CEP platforms or engines are software systems that facilitate the implementation of CEP.
All ESPs, including all DSCPs and EPPs, have features that facilitate CEP so they are all CEP platforms. Admittedly, basic DSCPs that are programmed in Java or Scala don’t give the developer as much help as an EPP does in terms of high-level programming models and built-in functions. Nevertheless, most applications on DSCPs involve CEP. For example, the original version of Storm was developed at BackType in 2011 to read tweet streams to help enterprises understand their impact on social media. As explained above, even a simple count of tweets on topic is a complex event. With enough effort, an adroit developer can build very intricate CEP applications on Storm using Java or other programming languages. It is getting easier to build sophisticated CEP applications on Storm because of the availability of Trident (for handling state), Impetus’ StreamAnalytix, and other value-adding software facilities.
On the other hand, it was fairly difficult to scale the early EPPs up to handle high throughput workloads because they lacked built-in, DSCP-like support for parallel processing. Some developers built EPP configurations that supported 100,000s of events per second by manually partitioning the work across multiple engines running on several multi-core processors in a cluster, but this required extra effort. It is getting easier to build scalable CEP applications on EPPs as vendors add better clustering and DSCP-like parallel processing capabilities to their products.
DSCPs and EPPs face the same inherent challenges and laws of physics when scaling up. Work can be partitioned horizontally relatively easily by linking a series of engines in sequence (a pipeline) and forwarding event streams through high-speed communication links. However, it can be much harder to partition the work vertically across multiple engines because some business problems require correlation across multiple streams and the logic is not data parallel (i.e., multiple processing elements may need to see the same incoming events). With any DSCP or EPP platform, developers have to know what they’re doing if they are designing an application that requires high throughput (10,000s, 100,000s, or more events per second) or low latency (less than a second or a millisecond).
A product can be both an EPP and a DSCP because EPLs and scalability architectures are orthogonal concepts. Indeed, the first known commercial DSCP product, IBM’s InfoSphere Streams (announced in 2009) is also an EPP because of its high level programming model and EPL (called Streams Processing Language (SPL)). A growing number of other established EPPs and some of the newer commercial ESP platforms, including DataTorrent Real-time Streaming (RTS) and SQLStream s-Server may also be both EPPs and DSCPs.
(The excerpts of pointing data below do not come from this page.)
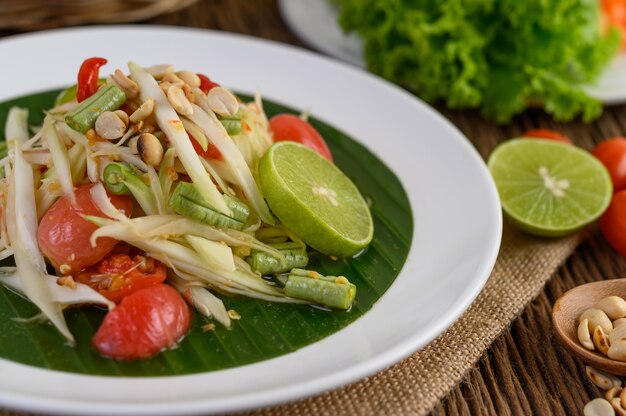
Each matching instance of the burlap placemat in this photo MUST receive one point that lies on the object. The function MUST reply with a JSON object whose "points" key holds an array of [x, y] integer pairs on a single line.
{"points": [[415, 385]]}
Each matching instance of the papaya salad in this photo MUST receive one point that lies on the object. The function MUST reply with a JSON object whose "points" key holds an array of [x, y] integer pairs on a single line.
{"points": [[141, 193]]}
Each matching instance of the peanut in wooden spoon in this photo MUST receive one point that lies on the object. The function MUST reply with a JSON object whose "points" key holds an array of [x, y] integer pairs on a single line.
{"points": [[571, 305]]}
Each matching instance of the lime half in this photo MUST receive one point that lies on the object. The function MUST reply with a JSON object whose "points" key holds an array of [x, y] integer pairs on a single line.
{"points": [[549, 188], [315, 200]]}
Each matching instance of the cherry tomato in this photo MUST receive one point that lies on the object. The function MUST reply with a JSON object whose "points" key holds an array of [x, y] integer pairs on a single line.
{"points": [[614, 15], [612, 153], [211, 151], [613, 223], [206, 84], [88, 78], [144, 323], [63, 234], [548, 135], [119, 275], [293, 128]]}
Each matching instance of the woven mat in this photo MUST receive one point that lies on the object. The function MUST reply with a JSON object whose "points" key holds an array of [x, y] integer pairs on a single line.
{"points": [[415, 385]]}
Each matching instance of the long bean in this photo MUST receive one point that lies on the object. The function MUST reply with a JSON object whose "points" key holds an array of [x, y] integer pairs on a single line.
{"points": [[83, 117], [294, 255], [335, 292]]}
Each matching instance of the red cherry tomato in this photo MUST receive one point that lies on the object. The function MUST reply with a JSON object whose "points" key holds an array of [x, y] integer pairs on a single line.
{"points": [[206, 84], [548, 135], [612, 153], [293, 128], [613, 223], [211, 151], [88, 78], [144, 323], [118, 275], [614, 15], [63, 234]]}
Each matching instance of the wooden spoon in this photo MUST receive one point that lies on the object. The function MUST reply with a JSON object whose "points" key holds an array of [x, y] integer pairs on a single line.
{"points": [[571, 305]]}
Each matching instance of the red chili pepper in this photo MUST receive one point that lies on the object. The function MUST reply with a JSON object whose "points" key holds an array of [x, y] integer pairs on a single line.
{"points": [[88, 78], [206, 84]]}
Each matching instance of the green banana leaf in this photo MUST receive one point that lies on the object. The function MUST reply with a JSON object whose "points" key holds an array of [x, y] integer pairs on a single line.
{"points": [[265, 330]]}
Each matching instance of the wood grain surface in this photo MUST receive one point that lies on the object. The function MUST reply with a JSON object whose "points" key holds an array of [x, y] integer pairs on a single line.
{"points": [[525, 371]]}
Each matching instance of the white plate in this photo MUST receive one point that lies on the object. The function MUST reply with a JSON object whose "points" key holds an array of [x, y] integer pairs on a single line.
{"points": [[315, 21], [457, 216]]}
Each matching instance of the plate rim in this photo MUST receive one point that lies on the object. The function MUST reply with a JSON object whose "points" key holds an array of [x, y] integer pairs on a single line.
{"points": [[311, 387]]}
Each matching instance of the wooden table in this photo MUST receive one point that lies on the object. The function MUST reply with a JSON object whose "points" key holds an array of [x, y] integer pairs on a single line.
{"points": [[525, 371]]}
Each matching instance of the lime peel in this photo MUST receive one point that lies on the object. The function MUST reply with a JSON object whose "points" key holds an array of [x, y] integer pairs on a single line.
{"points": [[548, 188], [315, 200]]}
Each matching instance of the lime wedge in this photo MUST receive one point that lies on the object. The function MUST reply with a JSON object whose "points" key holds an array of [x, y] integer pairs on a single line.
{"points": [[549, 188], [315, 200]]}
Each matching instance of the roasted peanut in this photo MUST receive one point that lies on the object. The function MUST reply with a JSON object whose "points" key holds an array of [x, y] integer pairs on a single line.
{"points": [[612, 393], [600, 340], [617, 351], [150, 149], [123, 116], [181, 104], [143, 112], [617, 334], [222, 101], [173, 80], [597, 317], [110, 126], [584, 337]]}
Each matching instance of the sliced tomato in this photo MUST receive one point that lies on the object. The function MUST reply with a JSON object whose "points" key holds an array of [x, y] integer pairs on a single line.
{"points": [[144, 323], [547, 135], [119, 275], [612, 154], [211, 151], [63, 233], [293, 128], [613, 223]]}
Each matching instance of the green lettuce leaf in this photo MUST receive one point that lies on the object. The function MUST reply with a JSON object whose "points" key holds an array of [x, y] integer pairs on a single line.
{"points": [[496, 55]]}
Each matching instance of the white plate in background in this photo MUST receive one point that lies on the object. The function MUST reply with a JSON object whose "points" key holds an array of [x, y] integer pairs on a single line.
{"points": [[457, 216], [315, 22]]}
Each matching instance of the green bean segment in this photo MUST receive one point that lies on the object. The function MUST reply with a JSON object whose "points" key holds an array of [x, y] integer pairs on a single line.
{"points": [[331, 291], [294, 255], [83, 117], [187, 201]]}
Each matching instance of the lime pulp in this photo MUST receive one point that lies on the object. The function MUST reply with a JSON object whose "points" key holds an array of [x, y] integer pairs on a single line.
{"points": [[315, 200], [548, 188]]}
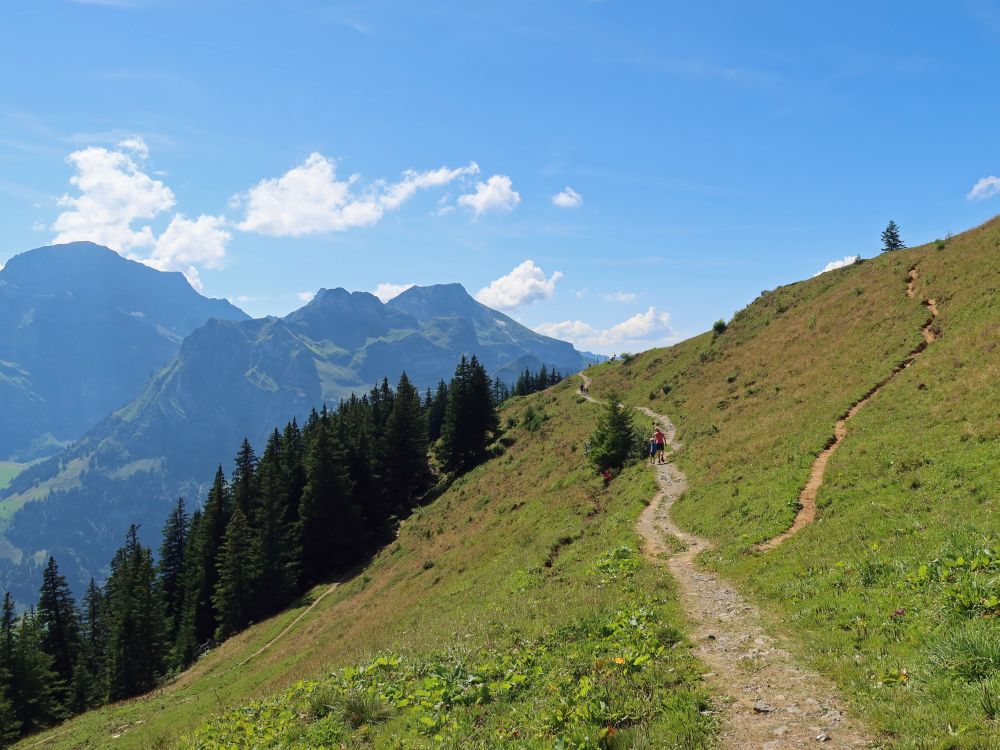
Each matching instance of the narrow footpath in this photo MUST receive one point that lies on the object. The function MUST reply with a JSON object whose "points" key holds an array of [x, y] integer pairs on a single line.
{"points": [[767, 699], [807, 498]]}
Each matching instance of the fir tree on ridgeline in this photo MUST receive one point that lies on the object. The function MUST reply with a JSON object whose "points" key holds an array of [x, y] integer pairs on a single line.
{"points": [[135, 621], [316, 500], [406, 471], [59, 626], [170, 568], [234, 595], [891, 239]]}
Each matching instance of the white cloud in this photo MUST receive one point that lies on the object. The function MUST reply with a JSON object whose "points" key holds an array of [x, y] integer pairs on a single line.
{"points": [[386, 292], [188, 243], [311, 199], [522, 286], [114, 193], [641, 331], [496, 195], [568, 198], [987, 187], [620, 297], [835, 264]]}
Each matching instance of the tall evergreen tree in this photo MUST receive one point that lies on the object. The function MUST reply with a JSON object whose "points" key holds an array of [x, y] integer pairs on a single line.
{"points": [[330, 523], [273, 538], [199, 621], [170, 568], [90, 677], [407, 471], [135, 621], [891, 239], [233, 597], [435, 415], [59, 626], [34, 682], [10, 724], [244, 483]]}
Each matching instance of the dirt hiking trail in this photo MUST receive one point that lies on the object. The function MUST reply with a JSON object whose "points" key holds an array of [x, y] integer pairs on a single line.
{"points": [[807, 498], [769, 701]]}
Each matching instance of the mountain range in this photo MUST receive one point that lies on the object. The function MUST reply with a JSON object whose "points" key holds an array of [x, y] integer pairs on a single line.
{"points": [[81, 330], [232, 378]]}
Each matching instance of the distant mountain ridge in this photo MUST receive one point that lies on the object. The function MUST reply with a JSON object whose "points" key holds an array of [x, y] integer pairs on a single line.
{"points": [[81, 330], [233, 379]]}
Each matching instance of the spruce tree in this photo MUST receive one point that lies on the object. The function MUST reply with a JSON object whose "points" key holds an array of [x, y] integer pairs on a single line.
{"points": [[59, 625], [34, 682], [90, 686], [330, 523], [244, 483], [10, 725], [273, 539], [891, 239], [233, 597], [170, 568], [135, 621], [407, 471], [199, 621], [435, 414]]}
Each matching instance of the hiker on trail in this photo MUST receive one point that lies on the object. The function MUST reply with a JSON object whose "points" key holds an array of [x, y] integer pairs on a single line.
{"points": [[661, 442]]}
There are definitional differences between EPPs and DSCPs, but the products belong in one, combined category (ESP platform) because they play the same fundamental role: they process event streams and enable CEP. However, there are huge differences in operating characteristics among the individual products. Gartner Inc. is currently tracking 32 products in this field. Scalability, latency, ease of application development, analytic richness, testing, debugging, management, monitoring, failover, and recovery capabilities range from robust to weak among the products in this space. Some products are open source, some are not. Vendor support, price and track records also vary significantly. As with any software, the best choice for any particular application depends on the nature of the local business requirements.